Down in the meadow we were relaxing with Pepe and his family when we heard news of the imminent arrival of a Murcian expedition. There could only be one and they had probably already seen their clothes being modelled by the park rangers. We prepared for the confrontation by hiding when they arrived. Sean and I hid in a bush and watched the Murcians unpacking their two jeep-loads of gear and setting up camp. We began to get worried when they started to practise Kung Fu. What had they got in mind for us? The inevitable happened round at Pepe’s shack one night and the four unhappy Spaniards came out of the darkness. It started with hand-shakes but soon degenerated into a shouting match. After informing us that their leader was so upset that he had had to go to hospital because his stomach ulcer was flaring up, they then demanded to look in our tents. Sean wasn’t having any of this and, seemingly growing in the firelight, barred their way. What he wanted to know was why they used sixty bolts on the first 300 metres of easy slabs. A small scuffle broke out but no one was really willing to attack Tres Platos, the name by which the local gauchos knew Sean in respect of the inordinate amounts of food he could put away. We had nothing to give the Murcians. The few bits and bobs of clothing had been distributed among the gauchos and the rangers. The Spaniards left, hating us. Sean and I felt terribly guilty and left our ropes for the climbers, although they did seem to have arrived very well equipped. That was the last we saw of them, though we did hear that they went straight back home without attempting anything.
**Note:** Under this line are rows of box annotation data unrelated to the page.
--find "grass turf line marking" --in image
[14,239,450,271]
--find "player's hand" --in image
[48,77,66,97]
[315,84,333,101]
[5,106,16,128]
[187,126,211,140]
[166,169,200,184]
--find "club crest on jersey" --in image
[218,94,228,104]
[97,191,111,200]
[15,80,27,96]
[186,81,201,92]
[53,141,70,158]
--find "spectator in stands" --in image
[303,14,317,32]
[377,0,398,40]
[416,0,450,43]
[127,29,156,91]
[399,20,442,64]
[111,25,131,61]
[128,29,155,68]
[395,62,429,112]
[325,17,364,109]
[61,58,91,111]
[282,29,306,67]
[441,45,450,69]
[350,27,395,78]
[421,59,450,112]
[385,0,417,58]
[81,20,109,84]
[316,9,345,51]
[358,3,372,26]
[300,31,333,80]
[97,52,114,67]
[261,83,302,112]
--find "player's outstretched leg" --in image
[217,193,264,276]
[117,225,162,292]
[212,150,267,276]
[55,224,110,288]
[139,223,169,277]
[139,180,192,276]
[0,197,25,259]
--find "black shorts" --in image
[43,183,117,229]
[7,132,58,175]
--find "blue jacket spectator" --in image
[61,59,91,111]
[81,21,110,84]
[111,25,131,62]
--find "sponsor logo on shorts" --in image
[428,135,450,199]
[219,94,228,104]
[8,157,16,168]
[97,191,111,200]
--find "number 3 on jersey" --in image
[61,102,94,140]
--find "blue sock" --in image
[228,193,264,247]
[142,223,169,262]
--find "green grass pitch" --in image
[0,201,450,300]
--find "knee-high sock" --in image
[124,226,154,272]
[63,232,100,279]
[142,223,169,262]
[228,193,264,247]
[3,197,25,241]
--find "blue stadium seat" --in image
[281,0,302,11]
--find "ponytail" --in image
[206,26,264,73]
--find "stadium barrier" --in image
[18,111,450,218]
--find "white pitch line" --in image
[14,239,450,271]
We named our climb El Regalo de Mwono, which means The Gift of Mwono, after the Tehuelche god who lives amongst those frozen steeples. The Tehuelche are gone now, wiped out by the settlers, many of them hunted down like animals. They chose never to set foot in the mountains for fear of inflaming the wrath of Mwono3 but I knew that one of them, perhaps a young agile, dirty lad, dressed in a guanaco skin, would not have been able to suppress his curiosity and will have ventured forth and explored and hunted below the great cliffs. Though I doubt whether he will have considered climbing them. The gift was the climb, not the booty which caused so much bad feeling, and we felt honoured to be granted such a gift.
3 Mwono is misspelt as Mwoma in many journals and on the plaque in the Torres Hut.